Les origines précises tant de l'air que des paroles sont incertaines et débattues[1].
Les paroles sont régulièrement attribuées à Joseph-François Domergue[2],[1] (1691-1728[Note 1]), curé-doyen d'Aramon[2], dans le Gard, de 1724 à 1728, dont le nom apparaît sur la première copie manuscrite datée de 1742[1] et conservée à la bibliothèque d'Avignon[3]. Le texte est édité dans le Recueil de cantiques spirituels provençaux et françois gravés par le Sieur Hue[4] publié en 1759[1]. Par la suite, l’œuvre a été reprise dans les différentes éditions du recueil de Noëls provençaux du poète et compositeur du XVIIe siècle Nicolas Saboly (1614-1675) auquel elle a souvent — et erronément — été attribuée[Note 2].
Suivant le document de 1742, la chanson reprend l'air d'une Marche de Turenne[1]. Cette mention correspond à l'usage établi des noëlistes consistant à plaquer leurs textes sur des chansons françaises « connues » répandues par l'imprimerie[6]. Une hypothèse est que cette Marche de Turenne serait une marche militaire remontant au XVIIe siècle, en l'honneur des victoires du Maréchal de Turenne[1], que certains auteurs ont voulu attribuer à Lully, bien qu'aucun document ne corrobore cette attribution.

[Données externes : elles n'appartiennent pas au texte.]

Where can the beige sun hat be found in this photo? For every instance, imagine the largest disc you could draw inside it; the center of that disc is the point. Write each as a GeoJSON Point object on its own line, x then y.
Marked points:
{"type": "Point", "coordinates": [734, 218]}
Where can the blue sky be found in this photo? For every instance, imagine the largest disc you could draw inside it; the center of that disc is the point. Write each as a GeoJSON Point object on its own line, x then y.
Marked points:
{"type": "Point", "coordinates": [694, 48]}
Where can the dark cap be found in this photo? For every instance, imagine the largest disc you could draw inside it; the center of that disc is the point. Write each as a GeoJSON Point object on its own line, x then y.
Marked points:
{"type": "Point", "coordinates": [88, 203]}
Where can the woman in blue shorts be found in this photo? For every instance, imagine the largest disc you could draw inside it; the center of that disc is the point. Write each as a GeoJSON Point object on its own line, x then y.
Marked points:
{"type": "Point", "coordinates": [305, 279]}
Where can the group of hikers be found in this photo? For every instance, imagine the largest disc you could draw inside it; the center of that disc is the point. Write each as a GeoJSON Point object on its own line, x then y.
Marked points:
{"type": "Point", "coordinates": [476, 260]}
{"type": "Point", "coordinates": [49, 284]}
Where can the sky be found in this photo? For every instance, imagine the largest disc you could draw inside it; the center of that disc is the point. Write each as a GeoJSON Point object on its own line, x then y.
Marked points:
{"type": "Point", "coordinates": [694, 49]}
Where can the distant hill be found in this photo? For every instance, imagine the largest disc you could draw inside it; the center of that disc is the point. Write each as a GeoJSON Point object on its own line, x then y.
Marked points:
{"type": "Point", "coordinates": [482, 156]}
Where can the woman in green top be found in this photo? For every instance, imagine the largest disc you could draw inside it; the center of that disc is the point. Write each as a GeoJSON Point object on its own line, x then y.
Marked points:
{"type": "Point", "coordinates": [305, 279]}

Une tradition avignonnaise fait plutôt remonter la Marche de Turenne au XVe siècle, au temps du Roi René (1409-1480)[7] tandis que certains auteurs de la fin du XIXe[8] et du début du XXe siècle[5] penchaient pour une référence à Raymond de Turenne (1352-1413), dit Le Fléau de Provence, petit-neveu du pape Clément VI et neveu du pape Grégoire XI.
Au XXIe siècle, plusieurs chercheurs américains postulent que la Marche des Rois a une origine médiévale remontant au XIIIe siècle[1],[9] ; ce pourrait être alors l'un des plus anciens chants de Noël répertoriés avec Veni redemptor gentium[9], et peut-être le premier entièrement composé en langue vernaculaire, et non en latin[10].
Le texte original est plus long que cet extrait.